Il a surplombé, avec l’autorité souveraine de celui qui manie le droit comme on manie le glaive. Un silence calculé, puis une annonce : l’heure de la vérité sonnera, et elle sera sans appel. Car la riposte, c’est à Tocqueville qu’il la confie, élevant soudain le débat à des hauteurs où la calomnie ne peut plus respirer.
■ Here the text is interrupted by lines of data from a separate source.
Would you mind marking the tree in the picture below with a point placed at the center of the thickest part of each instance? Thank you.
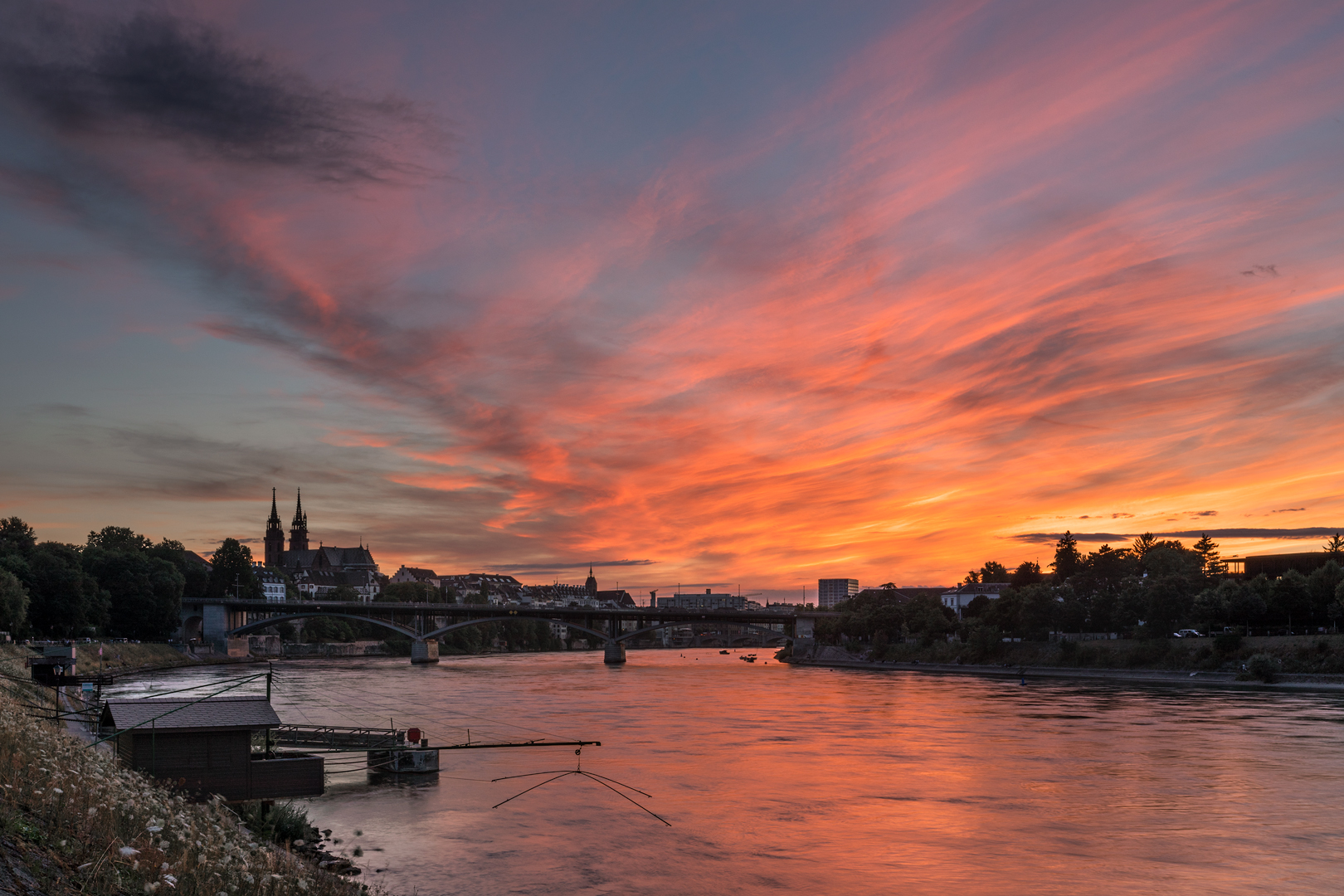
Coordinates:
(17, 536)
(145, 592)
(194, 572)
(1335, 547)
(114, 538)
(1210, 559)
(1144, 543)
(1246, 603)
(1322, 585)
(1025, 574)
(993, 571)
(14, 602)
(231, 572)
(1069, 559)
(66, 601)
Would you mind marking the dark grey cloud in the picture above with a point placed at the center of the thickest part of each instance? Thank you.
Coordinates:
(566, 567)
(1313, 533)
(163, 77)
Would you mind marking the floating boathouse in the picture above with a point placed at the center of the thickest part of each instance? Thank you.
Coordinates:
(206, 747)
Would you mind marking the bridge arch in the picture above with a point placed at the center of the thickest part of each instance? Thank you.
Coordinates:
(691, 622)
(266, 624)
(436, 633)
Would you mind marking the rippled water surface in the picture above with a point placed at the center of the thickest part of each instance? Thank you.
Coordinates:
(780, 779)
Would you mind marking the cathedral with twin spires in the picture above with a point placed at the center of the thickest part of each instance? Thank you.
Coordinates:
(321, 570)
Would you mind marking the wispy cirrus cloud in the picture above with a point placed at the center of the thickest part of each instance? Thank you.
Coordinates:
(999, 256)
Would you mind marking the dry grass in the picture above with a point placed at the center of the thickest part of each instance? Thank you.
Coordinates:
(112, 830)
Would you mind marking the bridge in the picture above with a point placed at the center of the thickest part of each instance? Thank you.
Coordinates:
(218, 620)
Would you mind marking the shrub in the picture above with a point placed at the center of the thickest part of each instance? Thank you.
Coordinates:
(123, 833)
(1262, 666)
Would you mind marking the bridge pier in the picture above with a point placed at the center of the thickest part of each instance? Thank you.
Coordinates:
(424, 652)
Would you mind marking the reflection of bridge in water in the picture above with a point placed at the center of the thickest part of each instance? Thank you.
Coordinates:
(217, 621)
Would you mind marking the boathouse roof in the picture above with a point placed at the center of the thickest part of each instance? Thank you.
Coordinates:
(190, 713)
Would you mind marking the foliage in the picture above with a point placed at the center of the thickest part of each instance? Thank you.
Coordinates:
(125, 835)
(1210, 559)
(14, 602)
(116, 538)
(233, 572)
(1069, 559)
(66, 598)
(144, 592)
(1262, 666)
(17, 536)
(1025, 574)
(280, 824)
(891, 614)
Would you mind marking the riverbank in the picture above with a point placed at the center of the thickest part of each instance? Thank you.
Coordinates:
(839, 659)
(73, 821)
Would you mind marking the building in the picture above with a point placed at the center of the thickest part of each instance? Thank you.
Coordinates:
(1273, 566)
(319, 571)
(205, 747)
(498, 589)
(832, 592)
(416, 574)
(695, 601)
(960, 597)
(272, 582)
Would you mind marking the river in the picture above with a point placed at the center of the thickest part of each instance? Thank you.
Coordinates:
(801, 779)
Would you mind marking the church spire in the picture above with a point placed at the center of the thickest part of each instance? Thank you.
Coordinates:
(275, 536)
(299, 528)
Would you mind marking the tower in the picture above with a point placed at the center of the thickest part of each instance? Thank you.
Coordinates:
(275, 536)
(299, 528)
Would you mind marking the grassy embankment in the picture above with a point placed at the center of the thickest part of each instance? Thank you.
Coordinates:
(1303, 655)
(75, 822)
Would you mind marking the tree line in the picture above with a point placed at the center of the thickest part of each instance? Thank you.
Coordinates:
(1146, 590)
(117, 583)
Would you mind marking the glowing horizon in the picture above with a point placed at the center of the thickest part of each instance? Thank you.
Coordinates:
(753, 296)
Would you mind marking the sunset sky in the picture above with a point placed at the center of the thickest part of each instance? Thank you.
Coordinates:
(715, 295)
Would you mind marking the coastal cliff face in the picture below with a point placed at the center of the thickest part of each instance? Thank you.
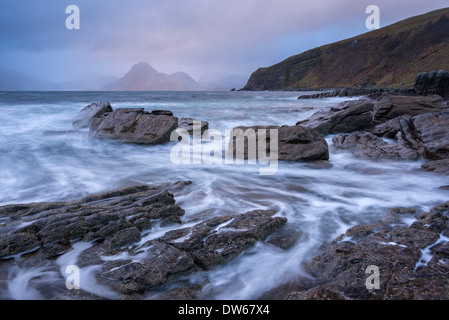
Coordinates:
(388, 57)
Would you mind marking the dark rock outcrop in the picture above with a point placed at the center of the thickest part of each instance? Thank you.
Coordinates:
(435, 82)
(423, 136)
(85, 116)
(391, 106)
(134, 125)
(367, 145)
(439, 166)
(349, 116)
(188, 124)
(114, 224)
(295, 143)
(354, 92)
(412, 262)
(389, 57)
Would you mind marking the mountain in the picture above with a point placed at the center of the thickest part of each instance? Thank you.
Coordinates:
(388, 57)
(143, 77)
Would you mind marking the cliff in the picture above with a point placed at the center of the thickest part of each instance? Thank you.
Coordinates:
(388, 57)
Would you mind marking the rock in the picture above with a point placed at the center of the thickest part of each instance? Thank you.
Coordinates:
(85, 116)
(391, 106)
(221, 239)
(134, 126)
(187, 124)
(59, 133)
(353, 92)
(439, 166)
(432, 130)
(295, 143)
(160, 261)
(406, 272)
(110, 227)
(162, 113)
(18, 242)
(435, 82)
(107, 216)
(121, 238)
(349, 116)
(368, 145)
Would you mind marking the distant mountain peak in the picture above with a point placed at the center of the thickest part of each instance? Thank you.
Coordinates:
(143, 77)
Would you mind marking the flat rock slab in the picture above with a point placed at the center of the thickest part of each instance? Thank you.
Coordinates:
(349, 116)
(412, 262)
(295, 143)
(85, 116)
(132, 125)
(188, 125)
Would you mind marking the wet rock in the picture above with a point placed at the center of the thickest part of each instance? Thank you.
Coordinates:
(412, 137)
(130, 277)
(439, 166)
(349, 116)
(221, 239)
(94, 110)
(18, 242)
(110, 227)
(295, 143)
(406, 272)
(134, 126)
(352, 92)
(106, 216)
(121, 238)
(184, 293)
(391, 106)
(162, 113)
(432, 130)
(188, 124)
(367, 145)
(435, 82)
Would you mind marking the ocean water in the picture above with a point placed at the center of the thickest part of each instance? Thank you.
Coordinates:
(319, 203)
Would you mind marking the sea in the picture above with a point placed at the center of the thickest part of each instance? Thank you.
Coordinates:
(42, 158)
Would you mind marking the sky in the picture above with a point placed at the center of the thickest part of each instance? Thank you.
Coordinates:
(200, 37)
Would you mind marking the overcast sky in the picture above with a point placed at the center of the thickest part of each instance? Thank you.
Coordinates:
(196, 36)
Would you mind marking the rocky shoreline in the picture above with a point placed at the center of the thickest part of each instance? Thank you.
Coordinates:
(114, 229)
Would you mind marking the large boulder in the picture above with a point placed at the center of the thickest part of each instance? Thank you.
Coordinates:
(435, 82)
(349, 116)
(134, 125)
(367, 145)
(406, 137)
(85, 116)
(412, 262)
(295, 143)
(432, 130)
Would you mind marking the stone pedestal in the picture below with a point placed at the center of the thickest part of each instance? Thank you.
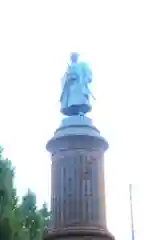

Aux “chercheurs du Buzz” qui alimentent l’infamie, il assène la pensée centrale de l’article 5 de la Constitution.

Celle qui brûle toutes les impostures : “Au-dessus de toutes les institutions et en dehors de toutes les formes réside un pouvoir souverain : celui du peuple, qui les détruit ou les modifie à son gré.” Ce n’est plus un tweet, c’est un manifeste. Le pouvoir créateur, le pouvoir constituant originaire, est par essence illimité, inconditionné, indomptable. Placé au-delà des pouvoirs institués (simples créatures ), il détient la faculté sublime de tout refonder.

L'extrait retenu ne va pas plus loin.